AI e Magnifiche 7, il sentiment degli investitori cambia
Si raffreddano le aspettative sulla corsa dei titoli legati all’intelligenza artificiale: gli investitori retail stanno diventando più prudenti, anche quando si parla di Magnifiche 7. È quanto emerge dall’ultimo Retail Investor Beat (RIB), sondaggio condotto su base trimestrale dalla piattaforma di trading e investimento eToro su un campione di 11.000 investitori retail distribuiti in 13 paesi nel mondo, di cui 1.000 in Italia.

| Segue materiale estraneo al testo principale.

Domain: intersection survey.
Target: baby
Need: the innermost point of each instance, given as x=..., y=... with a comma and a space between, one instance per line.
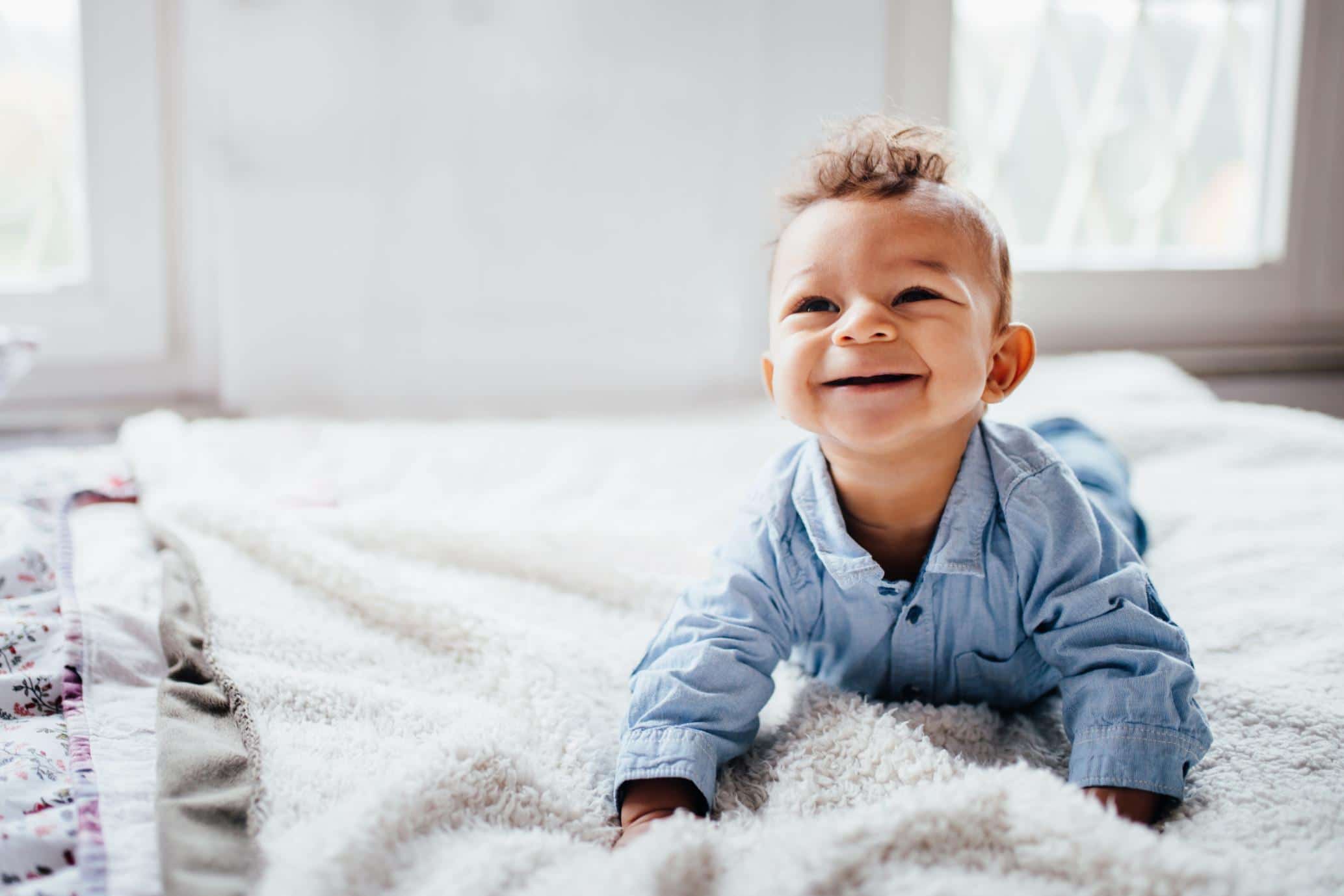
x=910, y=548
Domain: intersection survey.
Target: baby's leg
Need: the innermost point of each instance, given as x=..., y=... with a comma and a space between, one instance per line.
x=1101, y=469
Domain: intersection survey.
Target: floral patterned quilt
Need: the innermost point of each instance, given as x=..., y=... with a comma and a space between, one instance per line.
x=50, y=839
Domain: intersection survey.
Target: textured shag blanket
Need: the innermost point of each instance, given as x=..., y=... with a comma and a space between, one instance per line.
x=429, y=629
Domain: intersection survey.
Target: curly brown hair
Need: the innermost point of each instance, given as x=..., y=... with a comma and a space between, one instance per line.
x=882, y=157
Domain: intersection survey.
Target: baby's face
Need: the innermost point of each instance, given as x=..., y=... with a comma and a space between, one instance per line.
x=863, y=288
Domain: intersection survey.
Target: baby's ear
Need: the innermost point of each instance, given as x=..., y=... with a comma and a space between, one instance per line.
x=1015, y=352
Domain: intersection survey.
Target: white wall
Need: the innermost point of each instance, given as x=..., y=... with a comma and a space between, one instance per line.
x=500, y=206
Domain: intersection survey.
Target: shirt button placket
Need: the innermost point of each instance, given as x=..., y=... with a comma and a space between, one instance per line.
x=912, y=642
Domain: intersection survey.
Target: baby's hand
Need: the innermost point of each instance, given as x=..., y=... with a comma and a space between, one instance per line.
x=652, y=798
x=1135, y=805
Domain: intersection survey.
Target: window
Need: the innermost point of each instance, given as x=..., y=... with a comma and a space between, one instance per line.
x=44, y=209
x=1126, y=133
x=1166, y=171
x=83, y=254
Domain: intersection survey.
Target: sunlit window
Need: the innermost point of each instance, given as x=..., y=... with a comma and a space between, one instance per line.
x=1124, y=133
x=44, y=206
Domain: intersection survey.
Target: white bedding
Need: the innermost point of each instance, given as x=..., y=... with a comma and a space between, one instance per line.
x=117, y=575
x=433, y=624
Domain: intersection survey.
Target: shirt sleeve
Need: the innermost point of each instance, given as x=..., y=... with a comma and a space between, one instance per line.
x=698, y=692
x=1090, y=606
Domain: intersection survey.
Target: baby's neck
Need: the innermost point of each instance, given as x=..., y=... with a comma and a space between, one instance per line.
x=893, y=504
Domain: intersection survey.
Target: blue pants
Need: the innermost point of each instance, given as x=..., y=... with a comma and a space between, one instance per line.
x=1101, y=469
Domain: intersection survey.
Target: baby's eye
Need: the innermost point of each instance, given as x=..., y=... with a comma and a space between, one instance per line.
x=808, y=304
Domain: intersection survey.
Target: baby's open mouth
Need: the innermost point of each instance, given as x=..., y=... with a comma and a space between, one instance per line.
x=869, y=380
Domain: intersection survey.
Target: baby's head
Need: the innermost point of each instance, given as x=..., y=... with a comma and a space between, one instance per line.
x=888, y=269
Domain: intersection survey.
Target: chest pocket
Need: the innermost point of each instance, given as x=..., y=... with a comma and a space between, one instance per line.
x=1015, y=681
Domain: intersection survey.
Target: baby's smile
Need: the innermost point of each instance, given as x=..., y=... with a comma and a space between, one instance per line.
x=880, y=317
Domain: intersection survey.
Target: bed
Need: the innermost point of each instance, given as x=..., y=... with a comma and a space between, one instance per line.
x=308, y=656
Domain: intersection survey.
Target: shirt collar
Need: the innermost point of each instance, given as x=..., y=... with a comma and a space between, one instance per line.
x=957, y=546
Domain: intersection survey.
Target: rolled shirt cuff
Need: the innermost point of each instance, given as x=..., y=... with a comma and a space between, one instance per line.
x=1139, y=757
x=667, y=752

Come evidenzia l’analisi eToro, condotta tra il 12 e il 27 febbraio 2026, quindi prima della recente escalation in Medio Oriente, si registra una flessione nel numero degli intervistati che si aspettano un aumento dei prezzi dei titoli legati all’AI nel 2026: la percentuale scende dal 52% al 43% trimestre su trimestre, segnando il livello più basso da quando la domanda è stata introdotta nel quarto trimestre del 2024.
Analogamente, secondo eToro, il 40% ritiene che le Magnifiche 7 sovraperformeranno il mercato più ampio nel 2026, rispetto al 47% del trimestre precedente, anche in questo caso il livello più basso dal quarto trimestre del 2024.

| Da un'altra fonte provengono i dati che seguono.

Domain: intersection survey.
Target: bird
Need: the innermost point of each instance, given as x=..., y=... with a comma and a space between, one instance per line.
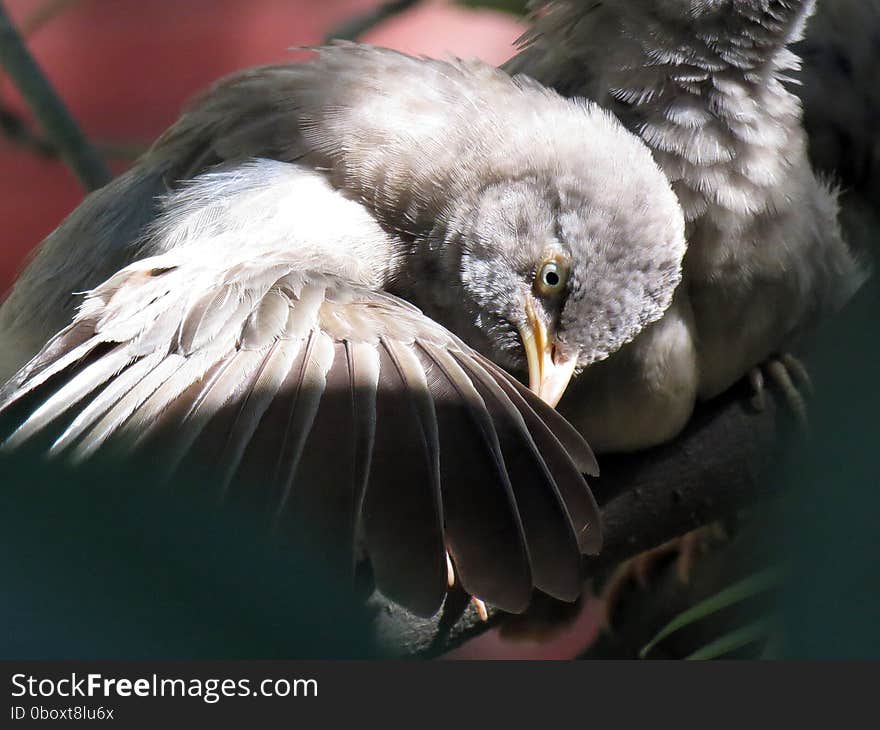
x=705, y=87
x=840, y=60
x=252, y=291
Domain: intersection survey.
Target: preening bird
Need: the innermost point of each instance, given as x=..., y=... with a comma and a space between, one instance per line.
x=704, y=85
x=246, y=284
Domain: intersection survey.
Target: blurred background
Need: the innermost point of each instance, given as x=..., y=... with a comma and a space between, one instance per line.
x=125, y=68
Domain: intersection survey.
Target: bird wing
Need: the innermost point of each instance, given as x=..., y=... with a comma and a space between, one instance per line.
x=357, y=423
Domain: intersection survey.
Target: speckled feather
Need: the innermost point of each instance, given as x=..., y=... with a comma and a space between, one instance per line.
x=704, y=85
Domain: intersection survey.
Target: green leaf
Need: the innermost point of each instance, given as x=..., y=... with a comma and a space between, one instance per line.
x=738, y=592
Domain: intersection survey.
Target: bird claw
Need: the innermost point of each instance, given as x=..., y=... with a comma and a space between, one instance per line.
x=686, y=549
x=478, y=604
x=790, y=375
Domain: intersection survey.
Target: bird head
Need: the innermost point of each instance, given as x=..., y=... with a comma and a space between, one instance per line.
x=559, y=271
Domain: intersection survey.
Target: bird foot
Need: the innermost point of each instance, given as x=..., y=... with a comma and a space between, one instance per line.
x=686, y=549
x=479, y=605
x=791, y=377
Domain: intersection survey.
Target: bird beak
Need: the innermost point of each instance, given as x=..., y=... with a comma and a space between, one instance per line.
x=549, y=375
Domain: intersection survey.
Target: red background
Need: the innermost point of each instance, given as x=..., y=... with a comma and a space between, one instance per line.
x=125, y=67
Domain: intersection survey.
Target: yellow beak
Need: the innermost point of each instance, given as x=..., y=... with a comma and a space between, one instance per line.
x=548, y=376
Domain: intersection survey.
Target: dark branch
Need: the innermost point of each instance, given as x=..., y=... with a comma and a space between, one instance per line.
x=61, y=129
x=356, y=27
x=646, y=499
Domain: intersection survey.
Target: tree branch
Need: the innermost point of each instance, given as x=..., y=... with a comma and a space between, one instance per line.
x=354, y=28
x=710, y=472
x=61, y=129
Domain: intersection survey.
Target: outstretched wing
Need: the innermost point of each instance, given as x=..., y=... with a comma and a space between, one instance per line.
x=359, y=424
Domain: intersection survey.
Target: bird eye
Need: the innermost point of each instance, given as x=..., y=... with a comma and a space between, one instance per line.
x=551, y=278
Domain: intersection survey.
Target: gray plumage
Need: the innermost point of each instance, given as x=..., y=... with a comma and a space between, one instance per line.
x=703, y=84
x=261, y=343
x=245, y=306
x=481, y=175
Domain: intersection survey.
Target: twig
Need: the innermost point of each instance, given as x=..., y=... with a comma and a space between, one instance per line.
x=354, y=28
x=17, y=130
x=60, y=127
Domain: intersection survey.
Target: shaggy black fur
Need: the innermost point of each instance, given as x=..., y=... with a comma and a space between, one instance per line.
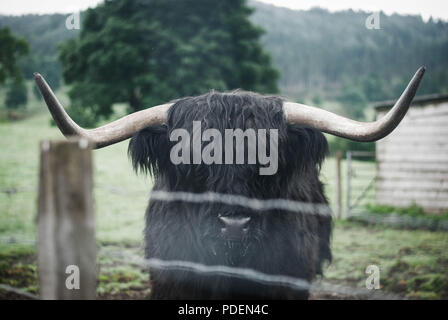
x=279, y=242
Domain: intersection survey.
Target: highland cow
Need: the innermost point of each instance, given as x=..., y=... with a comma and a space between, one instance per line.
x=276, y=242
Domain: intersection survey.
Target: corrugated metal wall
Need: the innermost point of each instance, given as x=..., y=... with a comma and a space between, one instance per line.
x=413, y=160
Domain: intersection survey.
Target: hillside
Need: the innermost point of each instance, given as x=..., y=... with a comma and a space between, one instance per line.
x=320, y=55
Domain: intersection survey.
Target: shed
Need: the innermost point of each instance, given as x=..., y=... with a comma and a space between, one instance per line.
x=412, y=162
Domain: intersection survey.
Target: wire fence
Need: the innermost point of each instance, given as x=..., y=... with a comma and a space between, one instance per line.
x=228, y=271
x=221, y=270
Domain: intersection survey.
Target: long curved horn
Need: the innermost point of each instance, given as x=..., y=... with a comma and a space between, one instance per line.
x=108, y=134
x=346, y=128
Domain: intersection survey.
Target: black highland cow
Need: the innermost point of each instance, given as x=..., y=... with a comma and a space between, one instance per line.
x=274, y=242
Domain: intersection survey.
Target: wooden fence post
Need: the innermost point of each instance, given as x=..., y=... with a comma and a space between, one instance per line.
x=338, y=184
x=66, y=230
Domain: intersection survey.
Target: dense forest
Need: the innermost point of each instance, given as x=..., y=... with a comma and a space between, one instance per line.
x=320, y=55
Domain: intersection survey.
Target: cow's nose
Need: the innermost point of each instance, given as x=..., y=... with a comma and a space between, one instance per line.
x=234, y=228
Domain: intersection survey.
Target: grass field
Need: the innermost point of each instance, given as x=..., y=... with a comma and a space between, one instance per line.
x=412, y=263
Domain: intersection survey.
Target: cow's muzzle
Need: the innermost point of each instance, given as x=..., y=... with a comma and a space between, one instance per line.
x=234, y=228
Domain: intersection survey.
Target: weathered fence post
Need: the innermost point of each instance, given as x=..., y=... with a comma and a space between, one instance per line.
x=66, y=231
x=349, y=185
x=338, y=184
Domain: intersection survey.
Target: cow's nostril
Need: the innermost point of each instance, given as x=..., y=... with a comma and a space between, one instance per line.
x=234, y=228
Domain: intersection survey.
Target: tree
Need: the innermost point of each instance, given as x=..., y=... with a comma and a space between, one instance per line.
x=353, y=102
x=11, y=48
x=146, y=52
x=16, y=95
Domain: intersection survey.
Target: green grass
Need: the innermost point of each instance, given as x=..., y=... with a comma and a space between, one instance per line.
x=412, y=263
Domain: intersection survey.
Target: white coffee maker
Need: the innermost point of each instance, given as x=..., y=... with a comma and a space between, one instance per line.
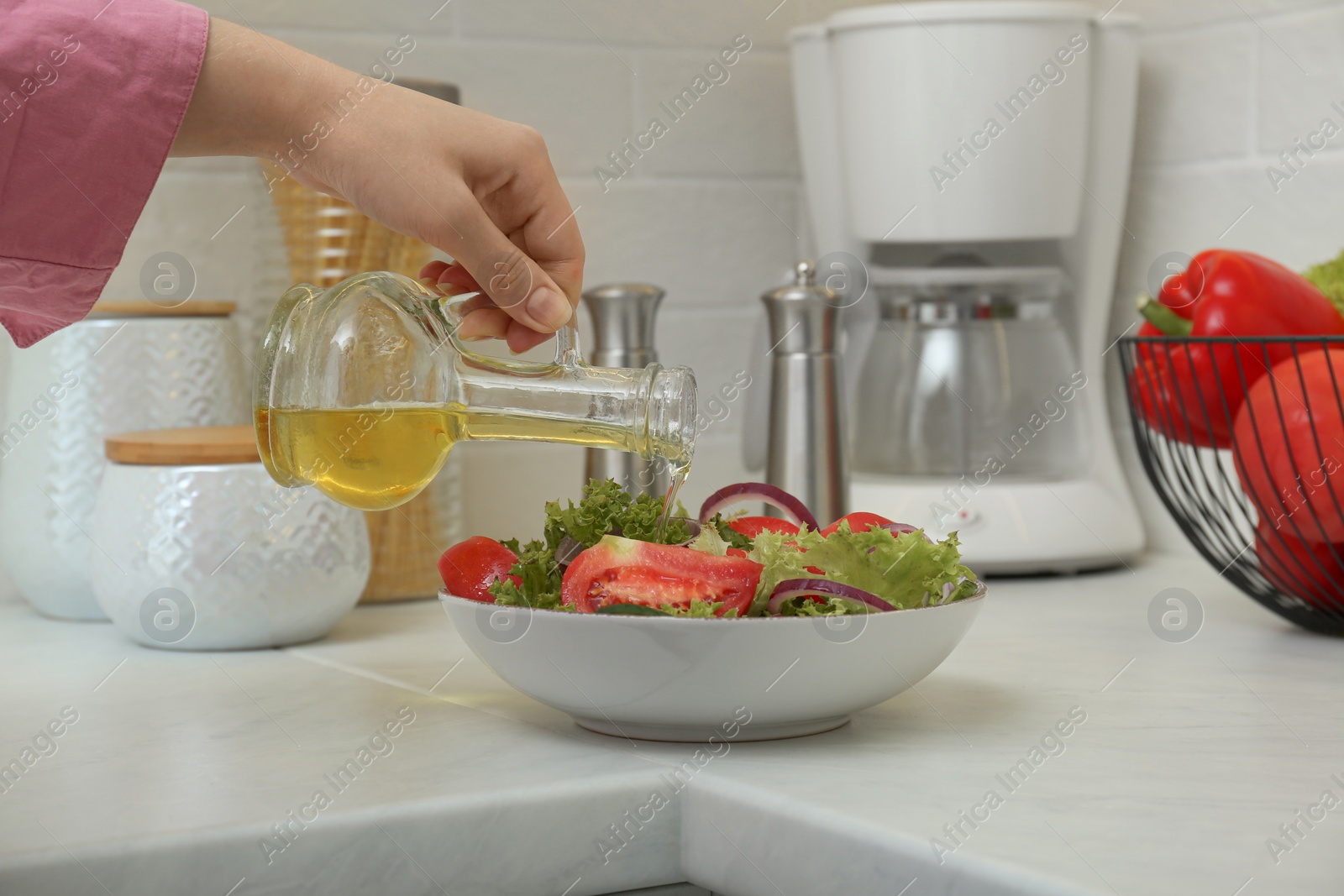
x=967, y=167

Il raffreddamento del sentiment riguarda anche l’Italia. Come sottolinea eToro, la quota di investitori retail italiani che si aspettano un aumento dei prezzi degli asset legati all’AI passa dal 47% del quarto trimestre 2025 al 42%, mentre quella di chi vede le Mag7 sovraperformare il mercato scende dal 46% al 38%.
Massimo Citoni, Country Head Italia di eToro, commenta: “I titoli del comparto tecnologico legati alla corsa all’AI hanno registrato performance solide, ma si trovano ora a scontare delle aspettative molto alte. Questo si traduce in reazioni forti del mercato anche a fronte di risultati finanziari positivi, come si è potuto osservare durante l’ultima stagione degli utili. Questo cambiamento nelle aspettative suggerisce che gli investitori retail stanno adottando un approccio più misurato, piuttosto che allontanarsi del tutto dal tema dell’intelligenza artificiale”.
Secondo Citoni, i dati di eToro, pur precedenti all’ultima escalation geopolitica, confermano un trend già in atto: una maggiore consapevolezza del rischio e un crescente interesse per la diversificazione, elementi che appaiono strutturali e non legati a eventi temporanei.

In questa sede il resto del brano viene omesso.